Утром, совсем ранним, она проснулась, открывая глаза на бледную голубизну, и увидела тени листьев, муху, ползущую снаружи, карман, пришитый к палаточной стенке. Утренний сумрак путал увиденное, будто заволакивал тонким туманом, и Крис казалось, что это сам сон, не его события, а ткань сна, которая, как ночная темнота, еще не ушла, а просто перемешивается со светом, светлея сама.
Она села, откидывая покрывало, поправила волосы и осторожно, становясь на четвереньки, вылезла из палатки мимо спящей Шанельки. Выпрямилась, подтягивая тонкие спортивные брючки. И, поворачиваясь в чуть разбеленной рассветом утренней темноте, замерла.
На вершине соседней невысокой горы, отделенной от их становища лощиной, полной густого тумана, распахнулась призрачно-белая чаша огромной круглой антенны. Мелкие точки огней очерчивали гигантскую вогнутую окружность, такую большую, что казалось, она все еще раскрывается, в полной утренней тишине. Массивное основание уходило в густой кустарник и темноту, и чаша лениво плыла над клубами утреннего тумана, вот сейчас снимется со склона и улетит, играя в летающую тарелку.
Темно, подумала Крис, жалея, что фотокамера не снимет увиденного, ну как жалко, темно. Но если бы светло, то разве была бы такая сказка? Нужно срочно разбудить Шанельку, пусть тоже увидит.
— Есть хочу, — сказала мрачная Шанелька первые утренние слова, садясь и закидывая на спину длинные волосы, — ужас какой, мне всю ночь снилась всякая жратва. Ты чего ни свет ни заря?
— Вылезай. У меня вон чо есть.
Шанелька тут же замолчала и послушно полезла наружу, снедаемая любопытством.
Так они и встретили утро, стоя рядом с палаткой, а тарелка парила, тихо светя маленькими, почти новогодними огнями. Шанелька, зевая, нагибалась к мокрому от росы капоту, на котором выстроила сложное сооружение из трех книжек, косметички Крис и сложенных домиком старых автомобильных карт. Сверху криво, но неподвижно стоял фотоаппарат, послушно пищал, отсчитывая таймером секунды. Нажимая на спуск, Шанелька выпрямлялась, чтоб успеть и самой насмотреться. Ведь в кадр попадала тарелка, ее огни, и даже немного неба и темных деревьев, но глаза видели еще и россыпь бледнеющих звезд, лунный серп с острыми кончиками, бесконечные волны мохнатых крон, серый шелк морской воды. Видели себя, то есть Крис видела лохматую Шанельку, сонную, но с блестящими глазами, в тонкой рубашке и широких шальварах со шнурком на голом животе. А та видела ее — в стильных эластановых брючках и белой футболке с художественно обрезанными рукавчиками. С королевской улыбкой, которой Крис дарила подруге утро, совершенно сказочное, космически-фантастическое и одновременно такое земное, теплое, с морем и дивно пахнущим утренним воздухом.

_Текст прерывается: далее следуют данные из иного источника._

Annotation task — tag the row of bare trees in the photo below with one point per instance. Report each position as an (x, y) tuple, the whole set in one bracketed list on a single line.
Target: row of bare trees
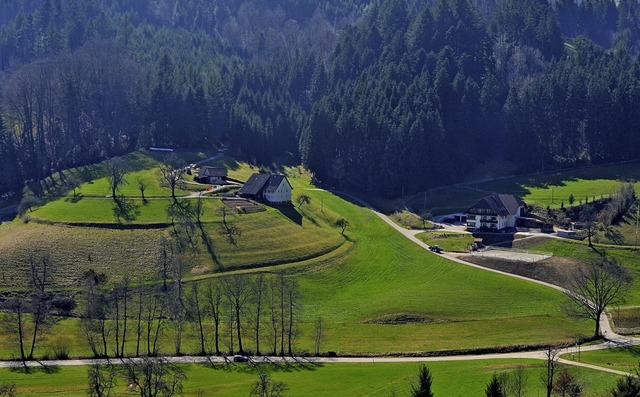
[(121, 319)]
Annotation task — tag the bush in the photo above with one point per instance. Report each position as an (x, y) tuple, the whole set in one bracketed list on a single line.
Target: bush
[(60, 347)]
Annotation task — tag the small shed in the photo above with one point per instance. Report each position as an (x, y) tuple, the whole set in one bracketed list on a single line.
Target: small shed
[(275, 189)]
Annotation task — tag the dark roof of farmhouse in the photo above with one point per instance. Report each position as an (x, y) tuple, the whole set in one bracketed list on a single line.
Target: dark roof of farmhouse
[(262, 182), (500, 204), (213, 172), (254, 184)]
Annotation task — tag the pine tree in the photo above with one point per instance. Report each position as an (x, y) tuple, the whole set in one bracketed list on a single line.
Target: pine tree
[(423, 388)]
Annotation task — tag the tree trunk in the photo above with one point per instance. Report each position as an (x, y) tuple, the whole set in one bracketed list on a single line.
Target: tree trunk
[(238, 329)]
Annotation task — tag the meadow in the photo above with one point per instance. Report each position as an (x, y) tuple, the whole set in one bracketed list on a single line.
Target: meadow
[(452, 379), (620, 359), (450, 242), (549, 189), (376, 291)]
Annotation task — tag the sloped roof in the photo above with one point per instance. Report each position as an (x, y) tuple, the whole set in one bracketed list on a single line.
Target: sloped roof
[(254, 184), (500, 204), (212, 172), (261, 182), (274, 182)]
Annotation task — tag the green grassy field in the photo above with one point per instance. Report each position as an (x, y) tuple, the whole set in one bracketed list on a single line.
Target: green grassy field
[(621, 359), (452, 379), (544, 190), (410, 220), (376, 291), (451, 242)]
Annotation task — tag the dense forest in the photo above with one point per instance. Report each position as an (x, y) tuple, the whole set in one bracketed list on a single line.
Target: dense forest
[(387, 96)]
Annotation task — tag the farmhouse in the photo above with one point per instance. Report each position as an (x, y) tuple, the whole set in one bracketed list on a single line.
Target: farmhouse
[(494, 213), (272, 188), (212, 175)]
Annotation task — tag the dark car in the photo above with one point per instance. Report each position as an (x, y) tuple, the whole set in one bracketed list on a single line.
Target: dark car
[(240, 359)]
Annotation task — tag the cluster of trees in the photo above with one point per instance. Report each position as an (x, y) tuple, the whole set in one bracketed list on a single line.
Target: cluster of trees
[(421, 97), (557, 380), (122, 319), (221, 315), (387, 96)]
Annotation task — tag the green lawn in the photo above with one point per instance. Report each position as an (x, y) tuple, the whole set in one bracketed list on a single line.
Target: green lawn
[(451, 379), (451, 242), (365, 285), (622, 359), (544, 190), (581, 251), (410, 220)]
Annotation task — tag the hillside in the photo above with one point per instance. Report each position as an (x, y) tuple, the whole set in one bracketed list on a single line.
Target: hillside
[(379, 96), (421, 299)]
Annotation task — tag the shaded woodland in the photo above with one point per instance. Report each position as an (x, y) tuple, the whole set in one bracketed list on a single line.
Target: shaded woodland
[(390, 96)]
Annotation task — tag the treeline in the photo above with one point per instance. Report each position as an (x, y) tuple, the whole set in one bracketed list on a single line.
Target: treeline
[(257, 314), (389, 96), (421, 98)]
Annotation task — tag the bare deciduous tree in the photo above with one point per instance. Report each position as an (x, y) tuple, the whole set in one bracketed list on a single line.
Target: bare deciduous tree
[(588, 216), (343, 224), (142, 186), (550, 368), (596, 286), (116, 172), (258, 287), (318, 332), (155, 376), (230, 231), (214, 299), (303, 199), (196, 313), (172, 175), (237, 291), (101, 380), (265, 387)]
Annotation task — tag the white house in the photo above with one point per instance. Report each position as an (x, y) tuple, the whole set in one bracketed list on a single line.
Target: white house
[(275, 189), (494, 213)]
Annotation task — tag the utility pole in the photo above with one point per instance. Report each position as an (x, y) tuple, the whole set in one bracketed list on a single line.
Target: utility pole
[(637, 216)]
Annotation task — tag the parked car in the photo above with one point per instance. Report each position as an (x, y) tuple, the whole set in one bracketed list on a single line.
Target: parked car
[(240, 359)]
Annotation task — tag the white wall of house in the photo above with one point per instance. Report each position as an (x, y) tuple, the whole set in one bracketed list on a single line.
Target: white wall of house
[(281, 195), (497, 221)]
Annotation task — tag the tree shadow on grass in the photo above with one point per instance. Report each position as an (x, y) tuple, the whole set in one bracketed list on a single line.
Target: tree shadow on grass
[(74, 199), (614, 236), (290, 212), (42, 368), (125, 210)]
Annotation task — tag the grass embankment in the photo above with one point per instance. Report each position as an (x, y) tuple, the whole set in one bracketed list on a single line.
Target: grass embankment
[(452, 379), (410, 220), (279, 235), (545, 190), (448, 241), (566, 250)]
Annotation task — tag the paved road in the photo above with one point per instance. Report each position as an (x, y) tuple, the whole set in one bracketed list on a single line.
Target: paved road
[(613, 340)]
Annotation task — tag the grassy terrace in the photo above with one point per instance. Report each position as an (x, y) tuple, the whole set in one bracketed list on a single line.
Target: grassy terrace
[(376, 291), (451, 242), (545, 190), (452, 379)]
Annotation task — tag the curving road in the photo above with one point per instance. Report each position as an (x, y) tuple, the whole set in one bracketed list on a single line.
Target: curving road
[(613, 340)]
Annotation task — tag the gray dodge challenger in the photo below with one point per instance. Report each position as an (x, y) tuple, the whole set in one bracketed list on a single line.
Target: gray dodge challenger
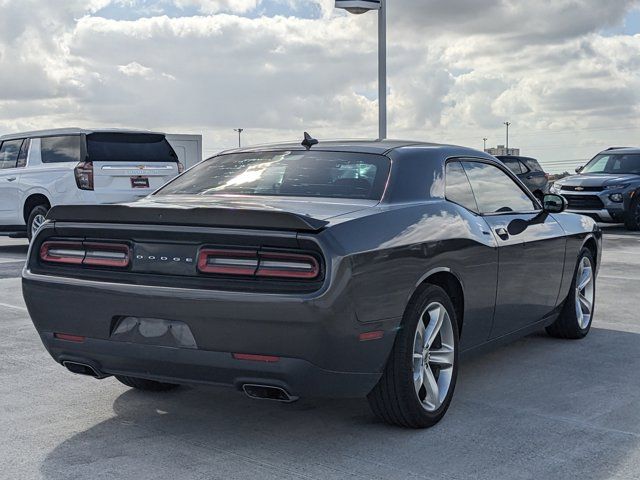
[(335, 269)]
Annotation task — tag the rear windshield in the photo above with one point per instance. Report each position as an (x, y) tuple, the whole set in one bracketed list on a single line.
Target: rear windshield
[(286, 173), (129, 147), (614, 163)]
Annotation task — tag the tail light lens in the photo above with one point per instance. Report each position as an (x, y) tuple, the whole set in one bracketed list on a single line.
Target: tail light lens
[(114, 255), (84, 175), (259, 264), (288, 265)]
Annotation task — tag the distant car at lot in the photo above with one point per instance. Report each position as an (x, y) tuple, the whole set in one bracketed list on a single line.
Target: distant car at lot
[(342, 269), (529, 171), (607, 188), (39, 170)]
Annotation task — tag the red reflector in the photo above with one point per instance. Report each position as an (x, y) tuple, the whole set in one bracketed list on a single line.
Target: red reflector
[(255, 358), (368, 336), (69, 338)]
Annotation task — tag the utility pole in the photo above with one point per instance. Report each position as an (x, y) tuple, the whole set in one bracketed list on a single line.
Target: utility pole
[(508, 124), (358, 7), (239, 130)]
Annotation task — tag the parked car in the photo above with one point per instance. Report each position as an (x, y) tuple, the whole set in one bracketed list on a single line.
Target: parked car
[(529, 171), (340, 269), (607, 188), (39, 170)]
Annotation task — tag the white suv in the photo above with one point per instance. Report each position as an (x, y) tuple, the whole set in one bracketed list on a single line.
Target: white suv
[(73, 166)]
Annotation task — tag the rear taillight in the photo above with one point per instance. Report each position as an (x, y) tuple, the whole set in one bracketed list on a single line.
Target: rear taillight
[(288, 265), (258, 264), (114, 255), (84, 175)]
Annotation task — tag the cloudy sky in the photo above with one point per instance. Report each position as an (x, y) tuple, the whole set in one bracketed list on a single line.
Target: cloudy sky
[(566, 73)]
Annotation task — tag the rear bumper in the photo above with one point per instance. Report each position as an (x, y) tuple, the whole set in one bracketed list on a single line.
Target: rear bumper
[(316, 338)]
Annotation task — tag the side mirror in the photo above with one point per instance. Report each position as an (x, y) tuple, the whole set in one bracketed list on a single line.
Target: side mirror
[(554, 203)]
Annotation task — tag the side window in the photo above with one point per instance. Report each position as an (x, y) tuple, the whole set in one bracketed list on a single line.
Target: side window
[(9, 153), (24, 152), (513, 164), (495, 191), (458, 188), (60, 149)]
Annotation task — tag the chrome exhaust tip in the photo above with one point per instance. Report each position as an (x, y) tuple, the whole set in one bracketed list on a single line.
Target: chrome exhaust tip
[(268, 392), (83, 369)]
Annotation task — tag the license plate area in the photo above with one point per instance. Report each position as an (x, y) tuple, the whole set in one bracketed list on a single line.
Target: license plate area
[(153, 331), (139, 182)]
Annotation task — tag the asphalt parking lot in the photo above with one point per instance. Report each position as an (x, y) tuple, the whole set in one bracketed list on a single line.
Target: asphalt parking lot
[(540, 408)]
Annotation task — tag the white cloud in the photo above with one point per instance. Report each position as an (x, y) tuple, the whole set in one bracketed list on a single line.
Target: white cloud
[(457, 70)]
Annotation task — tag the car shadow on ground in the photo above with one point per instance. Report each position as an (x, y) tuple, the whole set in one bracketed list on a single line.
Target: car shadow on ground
[(539, 408)]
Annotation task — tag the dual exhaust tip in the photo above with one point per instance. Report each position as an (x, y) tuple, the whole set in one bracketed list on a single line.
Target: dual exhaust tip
[(252, 390)]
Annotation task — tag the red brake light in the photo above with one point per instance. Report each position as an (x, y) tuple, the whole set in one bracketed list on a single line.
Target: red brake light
[(84, 175), (258, 264), (86, 253), (288, 265)]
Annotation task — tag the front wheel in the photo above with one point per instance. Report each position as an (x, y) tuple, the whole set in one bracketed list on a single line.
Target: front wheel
[(420, 376), (576, 316)]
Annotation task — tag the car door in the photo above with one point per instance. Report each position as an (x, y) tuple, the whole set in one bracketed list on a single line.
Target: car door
[(9, 171), (531, 248)]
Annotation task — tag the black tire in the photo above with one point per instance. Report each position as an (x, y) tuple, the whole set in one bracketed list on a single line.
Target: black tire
[(394, 399), (632, 216), (146, 385), (38, 210), (567, 325)]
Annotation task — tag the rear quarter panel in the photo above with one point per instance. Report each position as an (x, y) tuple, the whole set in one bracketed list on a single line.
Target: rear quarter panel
[(392, 251)]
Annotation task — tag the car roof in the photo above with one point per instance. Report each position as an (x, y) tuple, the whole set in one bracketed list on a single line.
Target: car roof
[(70, 131), (380, 147), (632, 150)]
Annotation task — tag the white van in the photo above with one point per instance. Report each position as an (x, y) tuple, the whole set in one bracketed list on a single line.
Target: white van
[(74, 166)]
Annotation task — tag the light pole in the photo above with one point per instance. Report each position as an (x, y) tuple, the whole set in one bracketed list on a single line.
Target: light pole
[(362, 6), (239, 130), (508, 124)]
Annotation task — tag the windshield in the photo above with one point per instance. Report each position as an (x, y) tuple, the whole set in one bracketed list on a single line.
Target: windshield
[(288, 173), (614, 163), (129, 147)]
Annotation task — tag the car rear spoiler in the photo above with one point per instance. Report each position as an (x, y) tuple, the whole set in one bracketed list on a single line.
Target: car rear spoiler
[(199, 217)]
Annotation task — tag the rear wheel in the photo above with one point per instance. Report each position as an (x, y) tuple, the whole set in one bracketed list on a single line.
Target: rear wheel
[(420, 376), (147, 385), (36, 219), (632, 220), (575, 319)]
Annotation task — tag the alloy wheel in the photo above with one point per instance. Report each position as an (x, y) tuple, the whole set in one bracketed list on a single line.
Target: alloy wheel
[(433, 356), (584, 293)]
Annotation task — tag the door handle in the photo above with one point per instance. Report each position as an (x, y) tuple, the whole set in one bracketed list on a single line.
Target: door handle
[(502, 233)]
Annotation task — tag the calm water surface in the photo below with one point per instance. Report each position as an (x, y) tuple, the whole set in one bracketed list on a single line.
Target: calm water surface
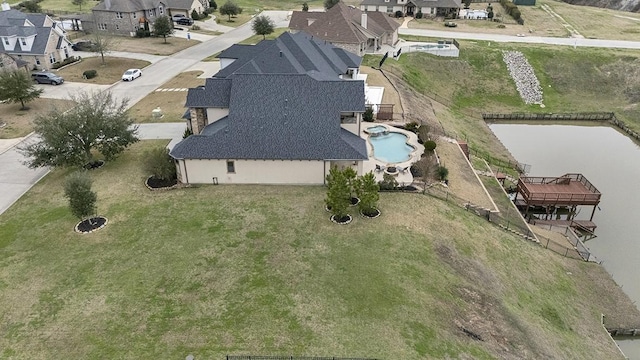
[(611, 162)]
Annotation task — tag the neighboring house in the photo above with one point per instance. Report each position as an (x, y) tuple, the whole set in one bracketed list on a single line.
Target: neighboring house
[(428, 8), (33, 38), (125, 17), (347, 27), (8, 62), (185, 7), (280, 112)]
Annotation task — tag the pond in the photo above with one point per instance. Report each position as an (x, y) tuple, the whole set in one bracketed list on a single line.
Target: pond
[(610, 161)]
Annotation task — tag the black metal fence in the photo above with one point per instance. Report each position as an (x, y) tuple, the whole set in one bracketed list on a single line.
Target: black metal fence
[(511, 222), (290, 357), (595, 116)]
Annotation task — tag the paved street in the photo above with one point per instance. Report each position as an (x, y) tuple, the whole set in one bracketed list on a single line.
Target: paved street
[(16, 178)]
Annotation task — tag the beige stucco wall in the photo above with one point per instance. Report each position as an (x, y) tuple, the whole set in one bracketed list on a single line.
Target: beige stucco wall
[(253, 171)]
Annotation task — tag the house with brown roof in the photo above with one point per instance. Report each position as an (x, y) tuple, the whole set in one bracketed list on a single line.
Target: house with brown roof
[(347, 27), (428, 8)]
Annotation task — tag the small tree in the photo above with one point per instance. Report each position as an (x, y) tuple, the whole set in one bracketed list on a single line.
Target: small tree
[(97, 121), (159, 163), (425, 167), (263, 25), (368, 115), (82, 200), (230, 9), (78, 3), (103, 44), (163, 27), (350, 175), (429, 145), (16, 86), (338, 193), (328, 4), (367, 190)]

Солнце сделало белый цвет чаши ослепительным, одновременно показывая разводы и потертости на толстой антенновой ноге. Включило жару, прибавило громкости звукам, и снизу закричали далекие люди, заиграла далекая музыка, а сверху, с трассы, вовсю шумели машины.
— Теперь можно и пожрать, — Крис складывала вещи, Шанелька ходила следом, натыкаясь и глядя на отснятые кадры. Закивала, вспоминая голодный сон.